AND837 LA FIESTA DE LA INSIGNIFICANCIA.qxd:AND676 GUERRA EN LA FHoy día 1 de agosto, primero de mes y post de libro al canto. Este año 2015 parecíamos abonados a libros insufribles, novelas de ínfima calidad, auténticos bodrios infames, porquerías pretenciosas y, por fin, este mes de julio, la literatura. Un libro que te hace pensar, que está bien escrito, en el que se reconoce la calidad y el oficio. En fin, no es lo mejor que he leído en mi vida, ni siquiera lo mejor que he leído de este hombre, pero la comparación con el horror de meses anteriores no tiene color.

Decía el otro día ND en la grabación del podcast que Milan Kundera terminará recibiendo el premio nobel. Y yo estoy de acuerdo en que se lo darán, en uno de esos años en los que no toque premiar a uno de esos escritores extravagantes que no ha leído ni Pepe (siendo Pepe usted o yo, o sea, cualquiera). Lo que he leído de este hombre me ha gustado mucho, aunque su obra más conocida, La insoportable levedad del ser, tiene un título que me da mucha pereza, y creo que lo dejaré para cuando me jubile. El libro de los amores ridículos es una pequeña colección de historias que recuerdo divertidas y La despedida me pareció un gran libro. Este que nos ha tocado leer este mes, La fiesta de la insignificancia, me ha parecido un libro interesante, un libro que juega con el lector y que le hace reflexionar. Reflexionar sobre la insignificancia y su aparente inutilidad frente a su contrario, que sería la importancia, el ser, sentirse o parecer importante, aquello que tiene que ver con el poder, la vanidad o el interés.

La insignificancia, una cualidad que se desprecia, un rasgo del que se tiende a escapar, y que sin embargo puede ser bello e incluso útil. En algunos casos, utilísimo, si se toma conciencia de ello y se sabe aprovechar, pero devastador y obsesionante si se sufre y se lleva encima como el que porta una losa. El que pasa por la vida sin que nadie repare en él puede ser premiado porque no molesta, porque no compite, porque no estorba, porque carece de la importancia que los demás dan a asuntos inútiles en sí mismos, pero que necesitan para sentir que están en el mundo.

Y así, el camarero que se hace pasar por extranjero y se inventa una lengua extranjera que ni siquiera él entiende pero que le aporta el exotismo necesario para dejarse ver, o el que simula una enfermedad que no tiene, o el que habla sin parar para enamorar a las mujeres y las pierde sin remedio, o el que se niega a pedir perdón para evitar parecer debil, todos ellos sufren de insignificancia aunque la disimulen, igual que sufre el que no lo puede disimular. Y en el otro lado, personajes que viven de su insignificancia y que consideran el brillo una inutilidad, algo nocivo y que salen adelante precisamente apoyándose en la ventaja de vivir escondidos, como a rebufo de la vida.

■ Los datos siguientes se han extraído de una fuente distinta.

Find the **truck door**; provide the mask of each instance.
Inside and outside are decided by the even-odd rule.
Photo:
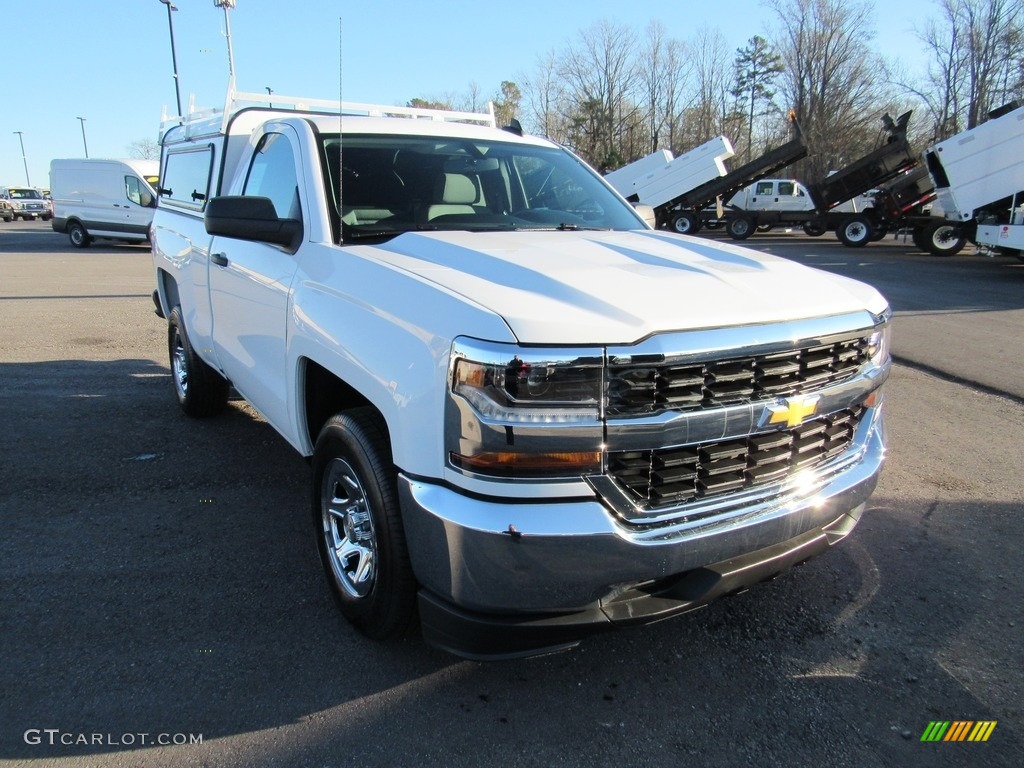
[[[754,184],[746,209],[748,211],[775,210],[775,197],[774,181],[758,181]]]
[[[144,235],[153,221],[156,197],[153,188],[138,176],[125,175],[124,199],[115,202],[124,216],[125,231]]]
[[[808,211],[812,207],[804,185],[796,181],[778,182],[775,199],[777,211]]]
[[[303,218],[297,145],[287,127],[264,134],[242,188],[243,195],[269,197],[279,218]],[[295,259],[276,245],[215,237],[209,269],[217,359],[246,400],[287,433],[285,329]]]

El libro es corto y es ligero, no se hace nada pesado. Eso sí, si esperan una novela con planteamiento, nudo y desenlace, búsquense otro libro. En éste, el autor se sitúa en medio de un grupo de personajes relacionados entre sí, coloca una cámara y nos va contando lo que les sucede pero sin que la historia nos lleve a ningún sitio en concreto. De pronto empieza y de pronto acaba, de una manera un poco rara, pero para mí que Kundera lo que quiere es juguetear con la contradicción, y mostrarnos cómo cuanto más te alejas de lo insignificante, más te acercas a la mentira.

Como cada mes, encontrarán otras opiniones sobre este mismo libro en La mesa cero del Blasco, Delenda est Carthago, La originalidad perdida y en el blog de Bichejo. Tengo para mí que yo voy a ser la más positiva, pero ya estamos acostumbrados a no ponernos de acuerdo con las valoraciones de los libros que leemos. En fin, lean todas las opiniones y luego hagan lo que les parezca mejor. Yo se lo recomiendo y luego ustedeshacen lo que les parece, que para eso son libres y además estarán, seguramente, de vacaciones.